We use IAM Builder to generate an IAM policy based on a yaml configuration. If you are unfamiliar with the syntax the README of the previous link will help you. There are also some useful test IAM configs which are good examples of what you might want for your own role definition in the in IAM builder tests (note: ignore the ones prefixed with bad_ as they are invalid configs - used to check the package is working). The github action then creates the IAM role and attaches the IAM policy.

Steps

  1. Create a new yaml file in airflow/dev/roles to store your IAM role policy. The name of the file must start with airflow_dev and must match the ROLE variable in the DAG. Name the file airflow_dev_{username}_example.yaml if you are creating an example pipeline

  2. Define the IAM policy. You can optionally include the field iam_role_name in your IAM config yaml but this must match the file name and the ROLE variable in the DAG. You only need to include the iam_role_name in the IAM config if you also have glue_job: true or secrets: true, otherwise it is optional.

  3. If you are creating an example pipeline, paste the following code, replacing “{username}” with your username:

iam_role_name: airflow_dev_{username}_example

s3: read_write: - alpha-everyone/airflow-example/*

Validate from the command line (optional)

The airflow repo validates the folder structure, DAGs (validation.dags) and Roles (validation.roles). The validation will run automatically when you raise a PR, but you can also validate using the command line to spot errors sooner.

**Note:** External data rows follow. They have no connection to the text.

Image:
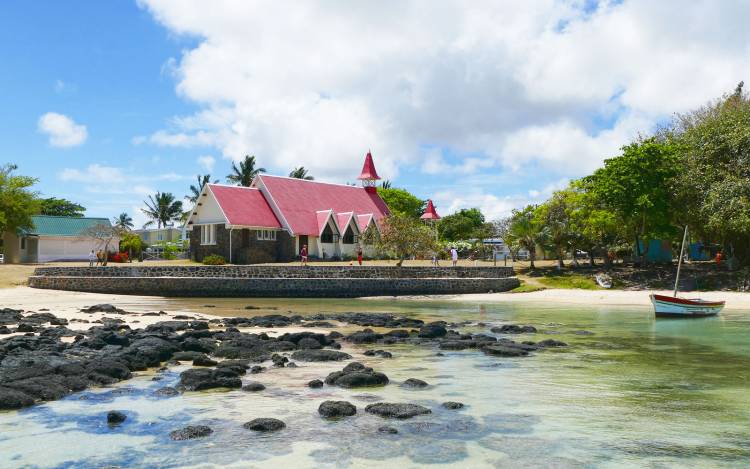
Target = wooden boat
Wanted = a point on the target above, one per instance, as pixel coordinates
(672, 306)
(604, 280)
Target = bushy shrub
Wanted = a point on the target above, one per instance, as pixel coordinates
(214, 259)
(119, 257)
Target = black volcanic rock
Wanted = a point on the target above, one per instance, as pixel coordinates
(264, 425)
(191, 432)
(334, 409)
(398, 411)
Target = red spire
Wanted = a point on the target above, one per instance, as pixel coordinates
(368, 170)
(429, 212)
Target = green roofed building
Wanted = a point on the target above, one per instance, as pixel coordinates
(54, 239)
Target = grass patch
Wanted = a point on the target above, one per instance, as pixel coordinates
(526, 288)
(569, 281)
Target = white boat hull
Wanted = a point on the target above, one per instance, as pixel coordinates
(682, 307)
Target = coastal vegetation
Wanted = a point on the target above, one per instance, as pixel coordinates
(60, 208)
(401, 235)
(162, 208)
(694, 171)
(17, 201)
(301, 173)
(244, 174)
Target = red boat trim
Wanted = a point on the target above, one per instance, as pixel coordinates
(684, 301)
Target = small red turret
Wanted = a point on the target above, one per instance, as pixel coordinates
(369, 175)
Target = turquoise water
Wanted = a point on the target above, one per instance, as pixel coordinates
(629, 391)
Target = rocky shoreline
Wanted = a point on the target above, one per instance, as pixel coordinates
(44, 360)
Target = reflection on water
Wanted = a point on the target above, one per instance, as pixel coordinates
(628, 391)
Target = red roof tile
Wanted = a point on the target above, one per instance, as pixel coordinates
(343, 219)
(368, 170)
(322, 219)
(363, 221)
(245, 206)
(299, 200)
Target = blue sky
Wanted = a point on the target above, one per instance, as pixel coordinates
(488, 104)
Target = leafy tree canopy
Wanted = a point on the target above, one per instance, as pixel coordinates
(301, 173)
(124, 221)
(162, 208)
(61, 208)
(244, 174)
(17, 201)
(402, 202)
(713, 188)
(638, 187)
(464, 224)
(401, 235)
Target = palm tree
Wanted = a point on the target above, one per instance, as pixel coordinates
(525, 232)
(243, 176)
(197, 189)
(123, 221)
(300, 173)
(162, 208)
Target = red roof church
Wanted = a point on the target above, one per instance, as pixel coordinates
(272, 219)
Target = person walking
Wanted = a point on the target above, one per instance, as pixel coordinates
(303, 254)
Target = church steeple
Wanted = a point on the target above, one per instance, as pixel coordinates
(369, 175)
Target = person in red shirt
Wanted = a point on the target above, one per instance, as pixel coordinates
(303, 254)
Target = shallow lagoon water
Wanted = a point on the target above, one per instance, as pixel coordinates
(629, 391)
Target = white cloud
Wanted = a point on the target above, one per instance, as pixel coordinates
(62, 130)
(492, 206)
(515, 84)
(206, 162)
(94, 173)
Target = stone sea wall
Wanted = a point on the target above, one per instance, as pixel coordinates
(274, 287)
(275, 281)
(277, 271)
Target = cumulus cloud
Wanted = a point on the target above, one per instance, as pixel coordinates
(62, 130)
(557, 86)
(206, 162)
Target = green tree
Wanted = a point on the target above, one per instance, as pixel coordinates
(402, 202)
(132, 244)
(17, 202)
(123, 221)
(555, 216)
(713, 188)
(197, 189)
(61, 208)
(464, 224)
(301, 173)
(525, 232)
(594, 227)
(105, 235)
(162, 208)
(401, 235)
(244, 174)
(638, 186)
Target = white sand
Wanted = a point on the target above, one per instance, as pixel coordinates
(735, 300)
(67, 304)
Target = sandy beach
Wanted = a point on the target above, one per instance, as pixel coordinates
(735, 300)
(68, 304)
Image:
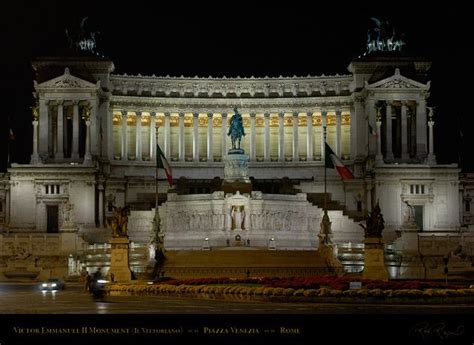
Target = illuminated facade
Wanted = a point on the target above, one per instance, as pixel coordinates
(94, 146)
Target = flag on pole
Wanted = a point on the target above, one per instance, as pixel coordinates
(334, 162)
(162, 162)
(372, 131)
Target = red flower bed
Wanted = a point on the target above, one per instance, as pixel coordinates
(315, 282)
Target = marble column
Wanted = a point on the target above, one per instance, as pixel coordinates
(404, 131)
(94, 146)
(281, 137)
(75, 131)
(196, 137)
(309, 136)
(378, 156)
(152, 136)
(181, 137)
(210, 148)
(124, 143)
(388, 131)
(138, 136)
(101, 206)
(338, 132)
(295, 143)
(358, 130)
(167, 134)
(224, 136)
(253, 137)
(60, 131)
(421, 129)
(266, 143)
(371, 113)
(87, 151)
(431, 159)
(35, 156)
(108, 125)
(324, 114)
(43, 128)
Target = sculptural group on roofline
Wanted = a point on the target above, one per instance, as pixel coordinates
(383, 37)
(236, 131)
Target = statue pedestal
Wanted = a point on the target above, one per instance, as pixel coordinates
(374, 261)
(236, 173)
(326, 254)
(119, 259)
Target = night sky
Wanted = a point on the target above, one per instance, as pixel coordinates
(238, 39)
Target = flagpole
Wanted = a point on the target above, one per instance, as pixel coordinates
(325, 182)
(156, 172)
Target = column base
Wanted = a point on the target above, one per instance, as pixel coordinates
(35, 159)
(379, 159)
(119, 259)
(374, 260)
(431, 159)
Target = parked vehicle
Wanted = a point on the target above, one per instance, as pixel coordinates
(52, 284)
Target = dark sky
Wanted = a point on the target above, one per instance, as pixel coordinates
(238, 39)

You’ll have to create and activate the python environment as specified in requirements-validation.txt. Make sure you are in the root of airflow repo and that you specify the full path to the file(s) you wish to validate

The preferred method for running this validation is:

python -W ignore -m validation filepath1 filepath2 etc
flake8 .
yamllint .

When running these tests for the example pipeline: filepath1 should be environments/dev/dags/{username}/copy_file_s3.py and filepath2 should be environments/dev/roles/airflow_dev_{username}_example.yaml

Deploy the changes

  1. Raise a PR into the main branch with your changes (ideally within a single commit).

  2. This will start a set of github action workflows. Check that all workflows pass after your PR is submitted. If any of the workflows fail the PR cannot be merged in main (and therefore not deployed)

  3. DE will be notified through a slack integration to approve the PR. Otherwise you can message them on #ask-data-engineering

  4. Once checks pass and PR approved by DE, please merge the PR into main

  5. The code in main is then automatically deployed to the Airflow prod and dev instances

This page was last reviewed on 7 May 2022. It needs to be reviewed again on 7 July 2022 by the page owner #ask-data-engineering .
This page was set to be reviewed before 7 July 2022 by the page owner #ask-data-engineering. This might mean the content is out of date.